The suburbs stopped at the highway, like an island against the sea. She turned east, the city lights brighter now at her right, and continued walking. The sidewalk roughened as she continued along, broken in places, seasoned with stones and broken glass. She was oblivious to it all. Traffic was light but not incidental, and the rush of cars blowing by lifted her hair and flattened the nightgown against her body. Someone leaned on the horn as he drove past, whooping through an open window.
The clamor of the highway, the stink of oil and gasoline, the buffeting rush of traffic, all served to deepen her sense of displacement. The world was a bewildering, foreign place, the light a lowgrade burn and a stain on the air, the rushing cars on the highway a row of gnashing teeth.
But ahead, finally, opening in long, silent acres to her left, was the cemetery.
It was gated and locked, but finding a tree to get over the wall was no difficulty. She scraped her skin on the bark and then on the stone, and she tore her nightgown, but that was of no consequence. She tumbled grace-lessly to the ground, like a dropped sack, and felt a sharp snap in her right ankle. When she tried to walk, the ankle rolled beneath her and she fell.
Meat, getting in the way.
Disgusted by this, she used the wall to pull herself to a standing position. She found that if she let the foot just roll to the side and walked on the ankle itself, she could make a clumsy progress.

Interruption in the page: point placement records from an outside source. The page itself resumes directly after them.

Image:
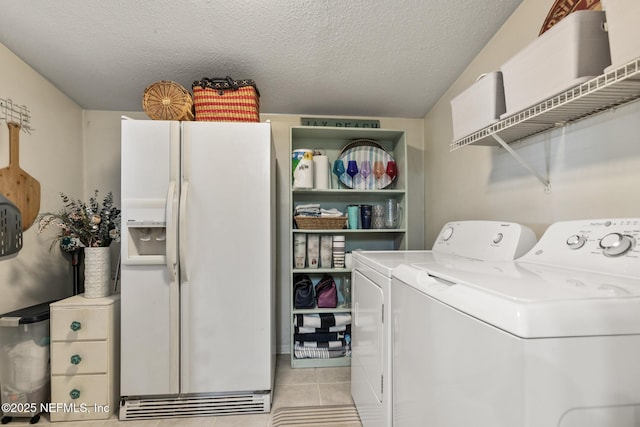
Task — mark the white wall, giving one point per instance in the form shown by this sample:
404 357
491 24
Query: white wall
52 154
593 165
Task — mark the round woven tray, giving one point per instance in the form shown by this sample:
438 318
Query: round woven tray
167 100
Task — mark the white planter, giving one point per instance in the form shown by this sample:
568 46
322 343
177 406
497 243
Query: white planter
97 272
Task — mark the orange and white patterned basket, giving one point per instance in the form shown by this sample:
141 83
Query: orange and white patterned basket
226 100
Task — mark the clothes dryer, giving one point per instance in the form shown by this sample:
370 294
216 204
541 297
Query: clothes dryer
371 362
551 339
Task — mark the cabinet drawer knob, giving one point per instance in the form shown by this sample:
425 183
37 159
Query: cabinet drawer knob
75 326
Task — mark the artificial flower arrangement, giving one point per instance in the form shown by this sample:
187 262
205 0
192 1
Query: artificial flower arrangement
84 224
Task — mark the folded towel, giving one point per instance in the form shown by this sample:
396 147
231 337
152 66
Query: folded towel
315 344
322 320
330 336
305 330
331 213
301 352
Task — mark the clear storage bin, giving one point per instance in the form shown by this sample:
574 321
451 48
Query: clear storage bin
24 362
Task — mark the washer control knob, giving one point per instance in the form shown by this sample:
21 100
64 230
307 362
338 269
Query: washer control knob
576 241
616 244
447 233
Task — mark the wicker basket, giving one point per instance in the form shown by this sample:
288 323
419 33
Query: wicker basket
167 100
320 223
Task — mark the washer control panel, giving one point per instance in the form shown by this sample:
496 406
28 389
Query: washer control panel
485 240
606 245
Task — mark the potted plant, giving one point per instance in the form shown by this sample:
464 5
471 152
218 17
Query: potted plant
90 227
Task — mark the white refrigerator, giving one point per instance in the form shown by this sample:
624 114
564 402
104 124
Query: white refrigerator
198 268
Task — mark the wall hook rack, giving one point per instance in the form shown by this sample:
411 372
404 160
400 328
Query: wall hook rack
11 112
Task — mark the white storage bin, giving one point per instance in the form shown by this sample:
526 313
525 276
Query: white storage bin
480 105
623 23
573 51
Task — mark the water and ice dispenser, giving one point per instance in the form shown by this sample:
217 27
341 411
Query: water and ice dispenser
145 233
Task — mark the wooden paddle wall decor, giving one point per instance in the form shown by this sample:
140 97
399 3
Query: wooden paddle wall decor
17 185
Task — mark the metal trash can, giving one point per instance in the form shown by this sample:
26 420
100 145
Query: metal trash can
24 362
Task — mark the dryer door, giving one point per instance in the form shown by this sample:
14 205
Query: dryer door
367 344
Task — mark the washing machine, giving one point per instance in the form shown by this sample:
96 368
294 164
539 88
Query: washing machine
371 280
551 339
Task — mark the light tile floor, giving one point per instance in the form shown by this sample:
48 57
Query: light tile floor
293 387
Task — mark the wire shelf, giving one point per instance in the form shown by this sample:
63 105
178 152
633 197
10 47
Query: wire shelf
11 112
611 89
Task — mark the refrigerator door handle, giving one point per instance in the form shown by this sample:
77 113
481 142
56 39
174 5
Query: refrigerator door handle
182 231
172 247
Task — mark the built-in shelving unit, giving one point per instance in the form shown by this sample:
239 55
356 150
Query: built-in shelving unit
331 141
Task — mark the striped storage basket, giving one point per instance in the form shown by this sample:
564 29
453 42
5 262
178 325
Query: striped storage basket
226 100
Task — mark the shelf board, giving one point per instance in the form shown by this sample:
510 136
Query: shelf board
320 270
611 89
350 230
321 310
320 363
347 191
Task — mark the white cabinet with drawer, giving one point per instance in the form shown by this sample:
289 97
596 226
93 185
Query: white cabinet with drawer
85 352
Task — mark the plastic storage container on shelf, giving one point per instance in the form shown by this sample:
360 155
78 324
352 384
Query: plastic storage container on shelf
24 362
623 17
575 50
480 105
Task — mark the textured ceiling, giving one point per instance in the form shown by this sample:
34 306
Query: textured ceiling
390 58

Clouds obscured the sky, and the cemetery stretched over a rolling landscape, bristling with headstones and plaques, monuments and crypts, like a scattering of teeth. It was old; many generations were buried here. The sound of the highway, muffled by the wall, faded entirely from her awareness. She stood amidst the graves and let their silence fill her.
The flutter of unease that she’d felt since waking after the suicide abated. The sense of disconnection was gone. Her heart was a still lake. Nothing in her moved. She wanted to cry from relief.
Still holding the dead robin in her hand, she lurched more deeply into the cemetery.
She found a hollow between the stones, a trough between the stilled waves of earth, where no burial was marked. She eased herself to the ground and curled up in the grass. The clouds were heavy and thick, the air was cold. She closed her eyes and felt the cooling of her brain.
Sounds rose from the earth. New sounds: cobwebs of exhalations, pauses of the heart, the monastic work of the worms translating flesh to soil, the slow crawl of rock. There was another kind of industry, somewhere beneath her. Another kind of machine.
It was new knowledge, and she felt the root of a purpose. She set the robin aside and tore grass away, dug her nails into the dark soil, pushed through. She scooped aside handfuls of dirt. At some point in her labors she became aware of something awaiting her beneath the earth. Moving silences, the cloudy breaths of the moon, magnificent shapes unrecognizable to her novice intelligence, like strange old galleons of the sea.
And then, something awful.
A rough bark, a perverse intrusion into this quiet celebration, a rape of the silence.
Her husband’s voice.
She was alone again, and she felt his rough hands upon her.
It had been nothing more than instinct that guided him to her, finally. He panicked when he awoke to her missing, careened through the house, shouted like a fool in his front yard until lights began to pop on in the neighbors’ houses. Afraid that they would offer to help, or call the police for him, he got into the car and started driving. He criss-crossed the neighborhood to no avail, until finally it occurred to him that she might go to the cemetery. That she might, in some fit of delirium, decide that she belonged there.